There is no law prohibiting women from driving. Rather, it is a long-held social custom, overlaid with religious justifications by ultraconservative Islamic scholars who argue that women driving is the first step to losing their society's Islamic identity.
Sheikh Abdulrahman Al Barrak, for example, denounced the driving protest, saying “what these women are determined to do is a sin” and that they would become “keys of all evil” in the country. He also labelled the women “Westernized,” one of the most pejorative terms in the Saudi conservative lexicon.
Many top government officials, including King Abdullah bin Abdul Aziz, reportedly have no objection to women driving. But they are reluctant to upset the hardline conservatives.
Last month, in a move that scared many women, the government detained one of the campaign organizers for nine days. Manal Al Sharif, 32, was arrested after posting to YouTube a video of herself driving as a way to encourage women to join the protest. According to Saudi sources, she was released on orders of the king, who is seen as a strong supporter of women's rights.

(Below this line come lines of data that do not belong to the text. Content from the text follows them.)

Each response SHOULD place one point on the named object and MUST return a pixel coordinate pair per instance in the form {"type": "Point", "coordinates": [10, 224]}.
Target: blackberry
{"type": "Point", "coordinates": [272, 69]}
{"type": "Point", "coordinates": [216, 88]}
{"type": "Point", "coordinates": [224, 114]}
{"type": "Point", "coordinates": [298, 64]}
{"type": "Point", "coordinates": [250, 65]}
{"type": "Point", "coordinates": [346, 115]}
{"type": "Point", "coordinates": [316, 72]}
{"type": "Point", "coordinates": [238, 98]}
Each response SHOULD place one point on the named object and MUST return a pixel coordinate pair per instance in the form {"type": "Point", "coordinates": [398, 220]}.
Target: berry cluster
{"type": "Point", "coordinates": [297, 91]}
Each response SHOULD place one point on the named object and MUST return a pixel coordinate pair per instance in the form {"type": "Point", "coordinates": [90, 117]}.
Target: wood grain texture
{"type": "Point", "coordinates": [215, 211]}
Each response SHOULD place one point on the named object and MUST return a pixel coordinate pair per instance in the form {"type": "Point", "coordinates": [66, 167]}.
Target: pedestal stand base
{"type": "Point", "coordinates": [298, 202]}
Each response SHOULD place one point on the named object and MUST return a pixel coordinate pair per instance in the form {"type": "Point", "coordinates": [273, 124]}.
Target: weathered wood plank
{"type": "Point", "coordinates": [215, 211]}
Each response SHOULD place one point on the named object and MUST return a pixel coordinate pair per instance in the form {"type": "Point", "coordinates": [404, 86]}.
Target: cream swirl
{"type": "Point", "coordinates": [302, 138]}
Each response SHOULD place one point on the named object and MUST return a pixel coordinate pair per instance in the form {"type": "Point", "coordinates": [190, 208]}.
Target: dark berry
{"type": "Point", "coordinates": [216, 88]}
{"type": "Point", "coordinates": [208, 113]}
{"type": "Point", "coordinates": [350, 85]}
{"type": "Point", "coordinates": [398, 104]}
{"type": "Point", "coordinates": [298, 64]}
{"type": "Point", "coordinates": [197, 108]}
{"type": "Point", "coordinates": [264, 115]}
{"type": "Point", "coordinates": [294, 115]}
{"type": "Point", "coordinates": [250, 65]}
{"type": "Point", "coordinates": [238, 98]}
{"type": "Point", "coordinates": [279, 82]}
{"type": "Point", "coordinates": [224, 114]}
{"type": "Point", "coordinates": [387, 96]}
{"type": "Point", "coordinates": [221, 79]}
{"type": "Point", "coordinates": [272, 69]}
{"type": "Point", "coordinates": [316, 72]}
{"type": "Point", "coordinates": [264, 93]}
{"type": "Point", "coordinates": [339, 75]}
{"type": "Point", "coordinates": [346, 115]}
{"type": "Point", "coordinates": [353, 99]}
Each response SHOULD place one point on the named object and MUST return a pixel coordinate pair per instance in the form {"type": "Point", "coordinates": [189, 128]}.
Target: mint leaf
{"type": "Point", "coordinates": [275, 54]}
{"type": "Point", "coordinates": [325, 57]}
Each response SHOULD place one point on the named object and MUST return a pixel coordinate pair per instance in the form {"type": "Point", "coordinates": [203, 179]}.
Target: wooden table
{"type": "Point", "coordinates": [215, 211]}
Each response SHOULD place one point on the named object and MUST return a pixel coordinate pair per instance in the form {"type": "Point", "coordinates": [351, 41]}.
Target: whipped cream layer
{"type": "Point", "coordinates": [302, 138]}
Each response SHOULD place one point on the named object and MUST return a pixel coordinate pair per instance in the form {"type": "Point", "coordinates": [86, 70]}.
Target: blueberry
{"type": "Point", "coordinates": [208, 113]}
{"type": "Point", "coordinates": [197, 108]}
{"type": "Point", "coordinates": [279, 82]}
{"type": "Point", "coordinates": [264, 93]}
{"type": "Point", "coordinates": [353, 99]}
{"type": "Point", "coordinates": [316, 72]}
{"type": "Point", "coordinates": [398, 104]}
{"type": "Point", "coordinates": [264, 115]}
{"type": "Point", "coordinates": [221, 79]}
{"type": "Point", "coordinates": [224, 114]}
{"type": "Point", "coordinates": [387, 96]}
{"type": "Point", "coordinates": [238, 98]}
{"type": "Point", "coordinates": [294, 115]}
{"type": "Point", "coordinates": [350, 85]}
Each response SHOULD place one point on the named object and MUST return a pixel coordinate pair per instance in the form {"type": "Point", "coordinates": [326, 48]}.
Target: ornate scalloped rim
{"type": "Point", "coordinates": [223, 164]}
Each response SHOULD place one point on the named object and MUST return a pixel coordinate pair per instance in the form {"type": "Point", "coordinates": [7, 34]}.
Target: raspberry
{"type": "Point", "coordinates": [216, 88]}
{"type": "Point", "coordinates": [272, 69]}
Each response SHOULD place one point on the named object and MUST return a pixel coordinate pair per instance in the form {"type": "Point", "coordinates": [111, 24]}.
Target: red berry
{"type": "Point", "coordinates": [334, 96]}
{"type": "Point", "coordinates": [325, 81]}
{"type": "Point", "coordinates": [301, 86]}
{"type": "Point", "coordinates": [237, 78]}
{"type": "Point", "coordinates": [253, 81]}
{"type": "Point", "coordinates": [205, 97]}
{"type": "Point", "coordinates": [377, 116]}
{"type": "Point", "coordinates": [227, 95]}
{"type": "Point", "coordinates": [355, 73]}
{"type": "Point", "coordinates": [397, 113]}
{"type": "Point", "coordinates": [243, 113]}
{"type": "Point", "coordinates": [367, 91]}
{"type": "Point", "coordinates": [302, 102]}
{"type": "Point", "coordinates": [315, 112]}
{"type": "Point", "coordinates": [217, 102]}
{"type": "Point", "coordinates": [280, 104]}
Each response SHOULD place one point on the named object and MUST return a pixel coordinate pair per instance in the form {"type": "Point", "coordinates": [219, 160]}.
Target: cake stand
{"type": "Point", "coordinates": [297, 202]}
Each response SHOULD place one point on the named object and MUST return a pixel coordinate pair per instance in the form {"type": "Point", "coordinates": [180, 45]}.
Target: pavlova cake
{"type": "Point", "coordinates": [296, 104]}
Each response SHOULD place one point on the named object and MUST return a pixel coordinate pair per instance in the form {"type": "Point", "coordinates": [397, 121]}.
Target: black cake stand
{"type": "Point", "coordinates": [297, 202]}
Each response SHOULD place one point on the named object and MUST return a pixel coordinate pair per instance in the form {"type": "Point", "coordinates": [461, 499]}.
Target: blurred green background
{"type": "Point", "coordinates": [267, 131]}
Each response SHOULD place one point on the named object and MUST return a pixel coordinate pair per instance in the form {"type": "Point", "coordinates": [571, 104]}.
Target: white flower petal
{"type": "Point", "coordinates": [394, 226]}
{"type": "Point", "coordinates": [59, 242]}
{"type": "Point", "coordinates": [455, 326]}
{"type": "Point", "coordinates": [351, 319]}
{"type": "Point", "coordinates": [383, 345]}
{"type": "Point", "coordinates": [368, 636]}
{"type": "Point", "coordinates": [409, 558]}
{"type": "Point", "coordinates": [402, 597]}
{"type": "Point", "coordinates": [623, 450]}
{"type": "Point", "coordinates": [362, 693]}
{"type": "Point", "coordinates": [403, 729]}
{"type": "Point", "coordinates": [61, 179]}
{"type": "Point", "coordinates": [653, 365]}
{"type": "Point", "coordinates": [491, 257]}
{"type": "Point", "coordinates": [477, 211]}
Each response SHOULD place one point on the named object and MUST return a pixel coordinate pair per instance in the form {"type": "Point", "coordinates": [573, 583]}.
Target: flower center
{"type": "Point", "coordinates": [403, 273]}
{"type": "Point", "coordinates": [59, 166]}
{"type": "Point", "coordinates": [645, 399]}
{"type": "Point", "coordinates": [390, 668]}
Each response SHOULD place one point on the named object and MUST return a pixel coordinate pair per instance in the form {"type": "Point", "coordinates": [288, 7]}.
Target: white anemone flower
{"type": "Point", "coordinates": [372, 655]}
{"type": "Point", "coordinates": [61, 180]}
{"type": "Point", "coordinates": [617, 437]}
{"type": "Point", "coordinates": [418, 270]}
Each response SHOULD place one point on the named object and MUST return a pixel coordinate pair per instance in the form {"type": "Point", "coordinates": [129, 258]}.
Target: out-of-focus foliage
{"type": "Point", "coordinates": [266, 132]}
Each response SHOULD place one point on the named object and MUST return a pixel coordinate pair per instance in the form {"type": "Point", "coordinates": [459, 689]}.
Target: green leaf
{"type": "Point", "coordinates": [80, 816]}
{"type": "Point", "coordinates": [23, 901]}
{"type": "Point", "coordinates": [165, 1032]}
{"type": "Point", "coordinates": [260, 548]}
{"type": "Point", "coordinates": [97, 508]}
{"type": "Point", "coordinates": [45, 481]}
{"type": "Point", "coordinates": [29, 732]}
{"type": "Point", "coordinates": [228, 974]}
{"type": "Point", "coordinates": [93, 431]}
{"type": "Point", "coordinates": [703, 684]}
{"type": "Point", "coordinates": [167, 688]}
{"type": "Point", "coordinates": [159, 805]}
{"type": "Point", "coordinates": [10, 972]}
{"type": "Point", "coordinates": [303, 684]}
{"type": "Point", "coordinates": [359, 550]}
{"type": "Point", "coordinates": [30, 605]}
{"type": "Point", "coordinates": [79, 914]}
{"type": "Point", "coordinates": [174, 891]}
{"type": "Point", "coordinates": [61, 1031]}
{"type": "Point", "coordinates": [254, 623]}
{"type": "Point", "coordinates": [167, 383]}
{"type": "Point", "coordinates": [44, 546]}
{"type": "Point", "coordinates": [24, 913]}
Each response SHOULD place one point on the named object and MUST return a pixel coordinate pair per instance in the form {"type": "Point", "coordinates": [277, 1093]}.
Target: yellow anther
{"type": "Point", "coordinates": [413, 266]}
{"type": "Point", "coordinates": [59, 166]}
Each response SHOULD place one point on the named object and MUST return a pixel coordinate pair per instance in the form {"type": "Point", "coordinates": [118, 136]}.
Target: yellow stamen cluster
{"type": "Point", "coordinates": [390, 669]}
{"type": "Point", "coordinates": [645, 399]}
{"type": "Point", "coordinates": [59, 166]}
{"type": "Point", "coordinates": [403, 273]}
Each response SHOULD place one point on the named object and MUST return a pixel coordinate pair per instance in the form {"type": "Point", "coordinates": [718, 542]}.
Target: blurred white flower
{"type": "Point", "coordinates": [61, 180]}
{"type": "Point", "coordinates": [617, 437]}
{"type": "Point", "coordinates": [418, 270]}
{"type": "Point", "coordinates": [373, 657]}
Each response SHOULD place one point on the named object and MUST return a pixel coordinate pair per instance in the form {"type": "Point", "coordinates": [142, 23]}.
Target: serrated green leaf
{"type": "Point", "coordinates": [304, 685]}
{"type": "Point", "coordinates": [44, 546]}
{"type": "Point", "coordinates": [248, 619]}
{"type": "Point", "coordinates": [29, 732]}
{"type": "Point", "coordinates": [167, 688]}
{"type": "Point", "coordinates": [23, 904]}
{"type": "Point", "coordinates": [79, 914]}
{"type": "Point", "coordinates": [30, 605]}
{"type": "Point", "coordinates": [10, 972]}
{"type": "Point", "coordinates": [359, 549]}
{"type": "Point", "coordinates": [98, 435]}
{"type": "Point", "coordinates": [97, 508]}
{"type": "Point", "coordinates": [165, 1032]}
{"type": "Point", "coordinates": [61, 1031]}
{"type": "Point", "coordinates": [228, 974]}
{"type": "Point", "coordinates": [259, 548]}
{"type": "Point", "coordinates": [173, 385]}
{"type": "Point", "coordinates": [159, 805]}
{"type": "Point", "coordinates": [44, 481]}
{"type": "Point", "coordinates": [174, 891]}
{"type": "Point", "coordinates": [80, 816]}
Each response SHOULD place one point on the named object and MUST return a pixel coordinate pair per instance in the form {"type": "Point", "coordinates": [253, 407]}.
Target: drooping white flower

The idea behind the campaign, which was organized by women using Twitter, Facebook and YouTube, was that women should go out and do an errand.
They were advised not to gather in one place so as not to violate the ban on demonstrations.
Sabah Al Mustafa, who owns a photographic studio, drove twice in the eastern city of Qatif — once to the grocery store and once to her relatives' home.
Her husband accompanied her.
“As a working woman, I know what women need,” said Al Mustafa, who noted the tremendous inconvenience of having to depend on drivers or male relatives to get around.
It is estimated that the ban on female drivers requires the hiring of 750,000 drivers, most of them foreigners from places like India, Bangladesh and Pakistan.
Overall, traffic police took a low-key approach to the campaign. They were not out in greater numbers than usual for most of the day, though they did set up some checkpoints in early evening, apparently to check on the gender of drivers.
A couple of women were briefly detained, according to Twitter.
And when Al Qahtani went out for a second drive with her husband later in the day, she was spotted by a police officer who pulled her over.
He reprimanded her husband, and issued her a ticket for not having a Saudi driver's licence.